I just finished a book called All of our Worldly Goods. It takes place in France in the years between 1914 to about 1945.
Pierre, is at Church on Good Friday. His son is at the Front and he is bringing his fears to Church. He describes his transformation from just a man with earthly worries: his fears and his anguish, into the purest flame “burning at the foot of (my) Creator.”
Don’t laugh at how high handed that sounds. The whole passage arrested me because of the beauty of his transformation from regular guy, husband, father, business man to being “face to face with Christ, and (having) God listen to him”.
I was struck by the beauty of this moment and wish I could have it for myself. I am known. I am loved. (You know that old saw about worries shared are worries halved).

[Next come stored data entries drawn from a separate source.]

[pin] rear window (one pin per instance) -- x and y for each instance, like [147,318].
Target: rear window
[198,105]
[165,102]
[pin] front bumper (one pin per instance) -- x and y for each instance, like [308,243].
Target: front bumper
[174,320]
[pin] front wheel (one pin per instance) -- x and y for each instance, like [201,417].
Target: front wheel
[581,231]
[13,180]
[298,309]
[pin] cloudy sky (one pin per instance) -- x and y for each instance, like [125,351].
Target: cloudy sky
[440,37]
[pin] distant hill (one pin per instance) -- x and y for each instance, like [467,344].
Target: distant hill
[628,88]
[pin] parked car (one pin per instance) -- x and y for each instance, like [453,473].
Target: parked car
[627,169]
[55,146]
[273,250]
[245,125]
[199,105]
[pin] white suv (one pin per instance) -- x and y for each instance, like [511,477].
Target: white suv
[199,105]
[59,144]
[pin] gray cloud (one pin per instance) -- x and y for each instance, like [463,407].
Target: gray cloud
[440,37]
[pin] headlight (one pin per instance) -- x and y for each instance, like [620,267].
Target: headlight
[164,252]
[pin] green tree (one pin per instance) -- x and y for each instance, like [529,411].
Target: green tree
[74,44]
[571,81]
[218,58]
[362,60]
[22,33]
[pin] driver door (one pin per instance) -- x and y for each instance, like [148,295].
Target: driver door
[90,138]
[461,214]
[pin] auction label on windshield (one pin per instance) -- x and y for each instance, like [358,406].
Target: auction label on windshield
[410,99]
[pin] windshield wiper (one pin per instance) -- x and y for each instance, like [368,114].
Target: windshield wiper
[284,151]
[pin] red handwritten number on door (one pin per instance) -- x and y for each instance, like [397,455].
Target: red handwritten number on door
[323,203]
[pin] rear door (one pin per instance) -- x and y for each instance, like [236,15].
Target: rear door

It is a reckoning, if not a relief to be stripped down of our outward trappings, our conceits and failures and stand before, if not God, than ourselves. Ah…there I am. Just me. Just little old me, naked and alone. Just me. Laying my fears, my fears for my children, my husband, my life, my little dog, my nation—just laying all those things aside. I have no control. I cannot fix everything. Some things I can tinker with but, really not to any lasting effect.
I lay myself down knowing that all the love in the world, the research, the thought, the intention will be no cure for the world’s woes.
We pray because that is all we can do. Send out our hopes and fears and then carry on. Don’t lose faith. Mitigate your losses, my friends. Try to do no harm. Try to love no matter what. Try… and lay the rest at God’s feet. Better hers/his, than mine.